После снятия Хрущева даже бытовал анекдот. Мол, появилась новая антипартийная группа: Хрущев, Аджубей (его зять) и Заглада. Сегодня он не звучит, не то время. Или стенограмма совещания по вопросам музыки у Жданова. Тогда ее воспринимали относительно спокойно. Сейчас же, если ее где-нибудь находят, то читают как некий курьез. У некоторых, в том числе и у меня, она сохранилась. А эпопея с так называемой «дискуссией по вопросам биологии» вызывает противоположные эмоции. В те годы гигантским тиражом вышла огромная книга в переплете, ставшая впоследствии свидетельством неслыханного позора в науке. Это книга-стенограмма так называемой «дискуссии по вопросам биологии». Ее участники уничтожали подлинных ученых и утверждали торжество сталинского злодея-шарлатана от науки Т. Д. Лысенко. Как и другие свидетельства, она «исчезла». Мой друг в Донецке совершенно случайно раздобыл ее за большие деньги. Нельзя спокойно читать эту мерзость. Становится страшно.

Я, слава Богу, не политик. И, как ровесник советской власти, говорю только о том, что видел в Днепропетровске, Москве и Донецке — городах, где прошла моя жизнь. Советский Союз страна всевозможных званий и формулировок. Звания облегчают жизнь их носителям, а формулировка — пропаганда, демагогия. Воздух, которым там ды­шат. Одно из самых употребительных слов пропаганды — народ. «Народ встретил», «народ не принял», «чуждая народу», «глубоко антинародный», «сын народа», «враг народа», «слуга народа». Всю жизнь только это и слышал.

После появления книги Владимира Дудинцева «Не хлебом единым» ходило по рукам выступление писателя Константина Паустовского. «Кто дал им право представлять народ?» — спрашивал он.
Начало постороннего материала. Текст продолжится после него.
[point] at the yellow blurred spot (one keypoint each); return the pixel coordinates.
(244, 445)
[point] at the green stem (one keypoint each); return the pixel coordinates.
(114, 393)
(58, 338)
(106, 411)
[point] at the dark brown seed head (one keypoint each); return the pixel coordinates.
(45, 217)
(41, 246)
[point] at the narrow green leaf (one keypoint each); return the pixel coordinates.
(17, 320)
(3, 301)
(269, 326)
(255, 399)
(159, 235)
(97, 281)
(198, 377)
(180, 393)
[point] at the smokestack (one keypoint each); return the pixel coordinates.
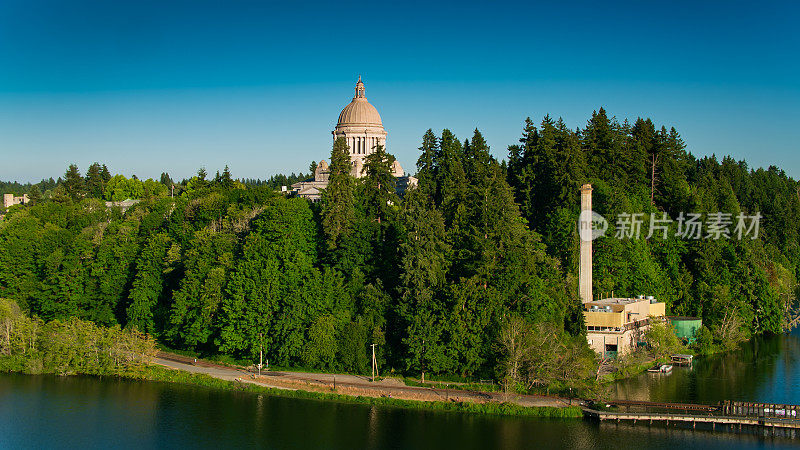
(585, 232)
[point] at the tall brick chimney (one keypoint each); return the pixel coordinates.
(585, 232)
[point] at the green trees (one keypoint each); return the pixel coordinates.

Для советской пропаганды слово «народ» — пустой звук. Его можно заменить словом «население». Но есть формулировка, идущая на piano, лирическая: «простой советский человек». Это уже реальность. Он существует, поглощенный своими заботами и лишениями: человек, которому свсрхскромый бюджет не позволяет свести концы с концами. У него семья, дети. Их нужно накормить и одеть. Ему «до фонаря» успехи Кубы, Вьетнама, Камбоджи. А заодно и успехи передовиков Поволжья, Приморья, сталеваров Магнитки и т. д. Подобные успехи приносят радость лишь тем, кто о них пишет. «Простой советский человек», «воодушевленный» решениями очередного пленума или съезда, лелеет лишь одну мечту: борщ с мясом для своей семьи. Что может быть проще? Но он годами не видит его. Другим его изображают те, кто получает за это деньги.